Since we’re just getting started and don’t want to get lost in the details of complex configuration, we’ll just Review and Launch. This brings us to the review page where we can see what we are about to create, and we can subsequently launch it:

One thing to note in this page is that the instance launch wizard will create, aside from the EC2 instance (VM) itself, a security group. Let’s take note of this for now – we’ll get back to it in a minute. Hit the Launch button.

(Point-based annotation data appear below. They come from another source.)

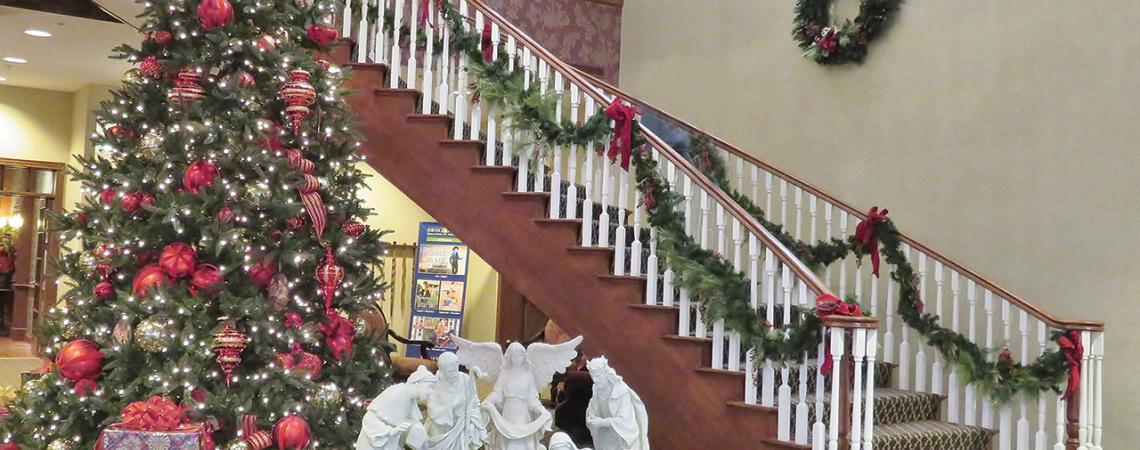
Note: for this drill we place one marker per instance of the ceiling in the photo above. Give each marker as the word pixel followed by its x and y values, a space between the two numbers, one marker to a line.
pixel 75 55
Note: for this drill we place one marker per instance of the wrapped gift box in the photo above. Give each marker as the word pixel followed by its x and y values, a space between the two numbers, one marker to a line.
pixel 186 438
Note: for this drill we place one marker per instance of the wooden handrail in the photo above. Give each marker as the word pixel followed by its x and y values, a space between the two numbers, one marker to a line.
pixel 575 76
pixel 1029 308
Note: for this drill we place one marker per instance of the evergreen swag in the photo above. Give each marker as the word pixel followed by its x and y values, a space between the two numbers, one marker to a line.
pixel 722 292
pixel 831 45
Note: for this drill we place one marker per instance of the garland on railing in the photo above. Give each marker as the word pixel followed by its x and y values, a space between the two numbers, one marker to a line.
pixel 1002 377
pixel 724 293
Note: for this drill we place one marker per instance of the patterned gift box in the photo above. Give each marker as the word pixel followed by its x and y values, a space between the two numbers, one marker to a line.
pixel 192 436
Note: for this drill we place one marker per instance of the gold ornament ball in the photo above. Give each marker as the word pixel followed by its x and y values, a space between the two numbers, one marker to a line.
pixel 60 444
pixel 326 397
pixel 152 335
pixel 132 76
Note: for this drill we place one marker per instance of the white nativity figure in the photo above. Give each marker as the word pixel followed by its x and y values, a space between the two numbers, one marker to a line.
pixel 392 420
pixel 616 416
pixel 516 418
pixel 454 417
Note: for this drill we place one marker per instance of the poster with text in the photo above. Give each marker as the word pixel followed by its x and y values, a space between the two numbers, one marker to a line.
pixel 440 289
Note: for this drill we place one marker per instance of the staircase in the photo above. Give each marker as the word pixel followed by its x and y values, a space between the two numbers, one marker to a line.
pixel 569 234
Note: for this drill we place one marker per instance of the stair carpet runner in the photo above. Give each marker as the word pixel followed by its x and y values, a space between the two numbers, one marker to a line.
pixel 904 419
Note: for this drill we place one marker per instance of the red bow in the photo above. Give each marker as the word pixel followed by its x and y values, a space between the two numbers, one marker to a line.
pixel 828 304
pixel 1071 344
pixel 487 45
pixel 864 235
pixel 623 116
pixel 156 414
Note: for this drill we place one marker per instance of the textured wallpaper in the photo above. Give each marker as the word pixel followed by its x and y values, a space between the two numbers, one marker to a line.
pixel 583 33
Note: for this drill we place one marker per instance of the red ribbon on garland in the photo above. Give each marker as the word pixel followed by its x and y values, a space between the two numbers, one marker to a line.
pixel 623 116
pixel 156 414
pixel 1071 345
pixel 828 304
pixel 864 235
pixel 487 45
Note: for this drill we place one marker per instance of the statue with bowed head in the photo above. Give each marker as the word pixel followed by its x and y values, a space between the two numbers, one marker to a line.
pixel 616 415
pixel 392 420
pixel 518 418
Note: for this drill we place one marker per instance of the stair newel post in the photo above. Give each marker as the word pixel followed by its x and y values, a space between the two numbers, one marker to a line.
pixel 587 174
pixel 768 375
pixel 572 157
pixel 395 56
pixel 718 326
pixel 555 206
pixel 920 367
pixel 987 419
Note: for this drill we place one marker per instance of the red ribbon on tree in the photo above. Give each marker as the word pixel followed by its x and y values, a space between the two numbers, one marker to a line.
pixel 487 45
pixel 156 414
pixel 864 235
pixel 828 304
pixel 1071 345
pixel 623 116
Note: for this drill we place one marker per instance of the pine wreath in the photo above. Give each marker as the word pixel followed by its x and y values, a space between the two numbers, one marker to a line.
pixel 830 43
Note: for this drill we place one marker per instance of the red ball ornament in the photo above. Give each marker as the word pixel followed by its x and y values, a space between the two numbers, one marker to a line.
pixel 206 278
pixel 214 14
pixel 147 277
pixel 292 432
pixel 320 34
pixel 298 95
pixel 352 228
pixel 178 260
pixel 200 174
pixel 80 359
pixel 151 68
pixel 104 291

Before the VM is spun up, you are prompted to create or specify a key pair:

A key pair is needed in order to gain access to the VM once it is launched. You can use an existing key pair if you have one already; otherwise, select “Create a new key pair” from the drop-down list. Specify a name for the key pair, and download it. This gives you a .pem file which you will need soon, and also allows you to finally launch the instance.

Once you hit the Launch Instances button, the VM starts to spin up. It may take a few minutes before it is available.

Scroll down and use the View Instances button at the bottom right to go back to the EC2 Instances page. There, you can see the new VM that should be in a running state. By selecting the VM, you can see its Public DNS name, which you can use to remote into the VM (though we’ll see an easier way to do this in a minute):

 

Before we can remote into the machine, it needs to have its RDP port open. We can go to the Security Groups page to see the security group for the VM we created – remember that the instance launch wizard created a security group for us:

As you can see, the VM’s security group is already configured to allow RDP from anywhere, so no further action is needed. However, in a real system, this may pose a security risk and should be restricted.

Back in the Instances page, there is a Connect button that gives us everything we need to remote into the Windows VM we have just launched:

From here, we can download a .rdp file which allows us to remote into the machine directly instead of having to specify its DNS name every time. It also shows the DNS name (in case we want to do that anyway), and provides the credentials necessary to access the machine. The username is Administrator; for the password, we need to click the Get Password button and go through an additional step:

The password for the machine can be retrieved by locating the .pem file (downloaded earlier when we created the key pair) and clicking on the Decrypt Password button. Note that you may need to wait a few minutes from instance launch before you can do this.

The password for the machine is now available and can be copied:

Now that we have everything we need, let’s remote into the VM. Locate the .rdp file downloaded earlier, and run it:

You are then prompted for credentials:

By default, Windows will try to use your current ones, so opt to “Use a different account” and specify the credentials of the machine retrieved in the earlier steps.

Bypass the security warning (we’re grown-ups, and know what we’re doing… kind of):

And… we’re in!

If you’re not planning to use the VM, don’t forget to stop or terminate it to avoid incurring unnecessary charges:

The VM will sit there in Terminated state for a while before going away permanently.